File picture: This undated photo provided by the Alexandria, Va., Sheriff’s Office in January 2022 shows Allison Fluke-Ekren
Photo : AP
“You’re obviously a very intelligent woman,” Brinkema told Fluke-Ekren, rejecting her claims that she was manipulated by her Turkish-born second husband.
“There’s no question that you were providing material support to a terrorist organization,” the judge said.
For more than eight years, Fluke-Ekren was engaged in a “terrorism crime spree” across war zones in Libya, Iraq, and Syria, including training other women and young girls to undertake attacks for the Islamic State, US Attorney Raj Parekh said.
Her sentencing included dramatic remarks to the judge by one of her daughters.
Leyla Ekren, who was married off to an IS fighter in Syria when she was just 13 years old, said her mother was motivated by a “lust for control and power.”
“I want people to see what kind of person she was,” her daughter said.
“She abandoned me in Raqqa with my rapist,” she said in a reference to her IS fighter-husband.
At one point prosecutors played audio recordings of telephone conversations between Fluke-Ekren and her daughter taped by the FBI.

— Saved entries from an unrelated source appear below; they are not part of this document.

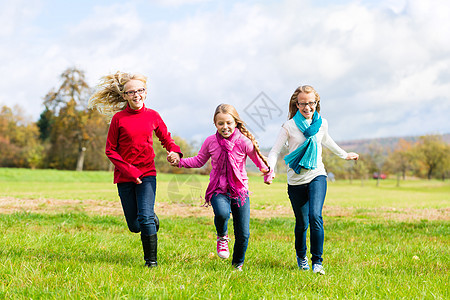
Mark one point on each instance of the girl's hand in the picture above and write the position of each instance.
(173, 158)
(352, 156)
(269, 175)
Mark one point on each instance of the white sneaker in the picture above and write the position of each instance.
(222, 246)
(318, 269)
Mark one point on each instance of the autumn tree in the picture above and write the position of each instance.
(401, 160)
(74, 129)
(376, 157)
(433, 153)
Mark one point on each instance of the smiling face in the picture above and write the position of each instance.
(225, 124)
(306, 104)
(135, 93)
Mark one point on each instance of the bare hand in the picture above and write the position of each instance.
(352, 156)
(173, 158)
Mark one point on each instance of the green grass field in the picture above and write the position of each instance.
(383, 242)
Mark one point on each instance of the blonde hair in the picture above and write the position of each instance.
(294, 98)
(229, 109)
(109, 97)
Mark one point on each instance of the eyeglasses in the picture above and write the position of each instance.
(311, 104)
(132, 93)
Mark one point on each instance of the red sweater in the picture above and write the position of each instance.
(129, 144)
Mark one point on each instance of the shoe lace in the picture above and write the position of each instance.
(304, 263)
(222, 243)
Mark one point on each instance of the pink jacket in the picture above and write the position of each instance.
(211, 149)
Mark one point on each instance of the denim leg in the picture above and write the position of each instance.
(145, 196)
(222, 208)
(298, 195)
(241, 222)
(317, 190)
(138, 202)
(127, 196)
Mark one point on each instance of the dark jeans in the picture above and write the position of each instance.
(307, 202)
(223, 205)
(138, 203)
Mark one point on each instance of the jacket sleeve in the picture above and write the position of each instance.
(199, 160)
(251, 152)
(126, 169)
(164, 136)
(281, 140)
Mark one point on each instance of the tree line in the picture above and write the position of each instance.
(70, 136)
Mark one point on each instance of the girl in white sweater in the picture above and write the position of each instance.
(305, 132)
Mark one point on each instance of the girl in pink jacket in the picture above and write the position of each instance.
(227, 191)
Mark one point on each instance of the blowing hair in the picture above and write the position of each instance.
(294, 98)
(229, 109)
(109, 96)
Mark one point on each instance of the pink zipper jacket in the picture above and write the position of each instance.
(211, 149)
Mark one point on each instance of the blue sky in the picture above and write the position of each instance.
(382, 68)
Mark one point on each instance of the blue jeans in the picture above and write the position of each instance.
(223, 205)
(307, 202)
(138, 203)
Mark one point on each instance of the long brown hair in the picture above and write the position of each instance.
(294, 98)
(229, 109)
(109, 96)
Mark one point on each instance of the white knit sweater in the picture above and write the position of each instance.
(294, 137)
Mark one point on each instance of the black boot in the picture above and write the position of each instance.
(150, 245)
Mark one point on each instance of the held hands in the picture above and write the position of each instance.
(173, 158)
(269, 175)
(352, 156)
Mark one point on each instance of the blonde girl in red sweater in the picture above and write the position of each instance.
(129, 146)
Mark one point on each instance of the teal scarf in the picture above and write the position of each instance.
(305, 156)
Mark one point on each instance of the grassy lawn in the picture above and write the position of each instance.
(379, 243)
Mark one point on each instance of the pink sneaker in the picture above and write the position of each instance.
(222, 247)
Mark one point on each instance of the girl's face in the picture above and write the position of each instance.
(306, 104)
(225, 124)
(135, 93)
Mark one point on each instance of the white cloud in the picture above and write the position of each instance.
(369, 62)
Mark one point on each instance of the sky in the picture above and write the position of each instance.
(381, 67)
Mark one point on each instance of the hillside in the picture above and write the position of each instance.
(362, 146)
(389, 143)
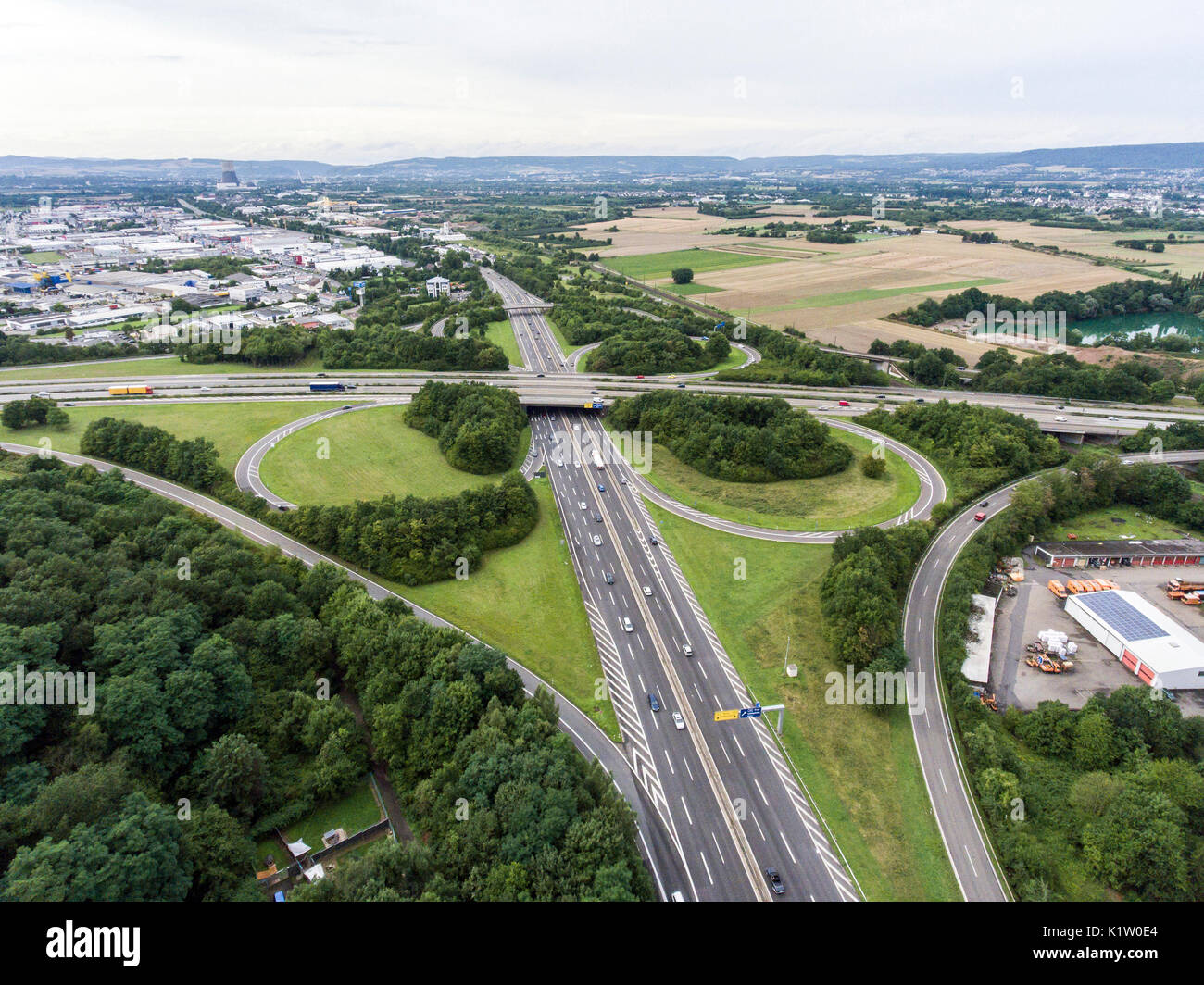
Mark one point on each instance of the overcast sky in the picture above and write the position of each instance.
(364, 81)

Her daughter, who was in the public gallery, plugged her ears with her fingers as the tapes were played aloud.
In a written statement to the court, her son Gabriel, who like his sister waived anonymity, said his mother is a “monster without love for her children, without an excuse for her actions.”
“She has the blood, pain, and suffering of all of her children on her hands,” he said.
Fluke-Ekren, who was wearing a dark green prison jacket and black headscarf, addressed the court and asked the judge for a “compassionate sentence” of just two years in prison.
“I deeply regret my choices,” she told the judge. “To anyone who has been hurt by my actions I ask forgiveness.”
Born Allison Brooks, Fluke-Ekren grew up in a “loving and stable home” in Overbrook, Kansas, and was considered a “gifted” student, the US attorney said.
“There is nothing in her background that can explain her conduct,” Parekh said.
After leaving her first husband, with whom she had two children, Fluke-Ekren attended the University of Kansas, where she married a fellow student named Volkan Ekren and became a Muslim. She later earned a teaching certificate from a college in Indiana.
They had five children together and adopted another after the child’s parents were killed as suicide bombers in Syria.
In 2008, the family moved to Egypt and in 2011 to Libya where, the US attorney said, “Fluke-Ekren’s dogged pursuit to obtain positions of power and influence to train young women in extremist ideology and violence began.”
They were in Benghazi, Libya in September 2012 when the Islamic militant group Ansar al-Sharia attacked the US mission and CIA annex there, killing the US ambassador and three other Americans.
Fluke-Ekren, a fluent Arabic speaker, assisted Ansar al-Sharia by “reviewing and summarizing the contents of stolen US government documents.”
The family left Libya in late 2012 or early 2013 and moved around between Iraq, Turkey and Syria, becoming deeply involved with IS and living in the group’s Mosul stronghold for a time.
Fluke-Ekren’s second husband — the leader of an IS sniper unit — was killed in 2015.
She went on to marry three more times, including to a Bangladeshi IS drone expert and an IS military leader who was responsible for the IS defense of Raqqa in 2017, and have four more children.
In 2017, Fluke-Ekren became the leader of a battalion of female IS members called “Khatiba Nusaybah,” which provided military training to more than 100 women and girls, according to the US attorney.
“During training sessions, Fluke-Ekren instructed the women and young girls on the use of AK-47 assault rifles, grenades, and explosive suicide belts,” Parekh said.
A tearful Fluke-Ekren acknowledged in court that she had provided such training but said it was only for self-defense.
“I never fought myself,” she said. “I never shot or fired one bullet.”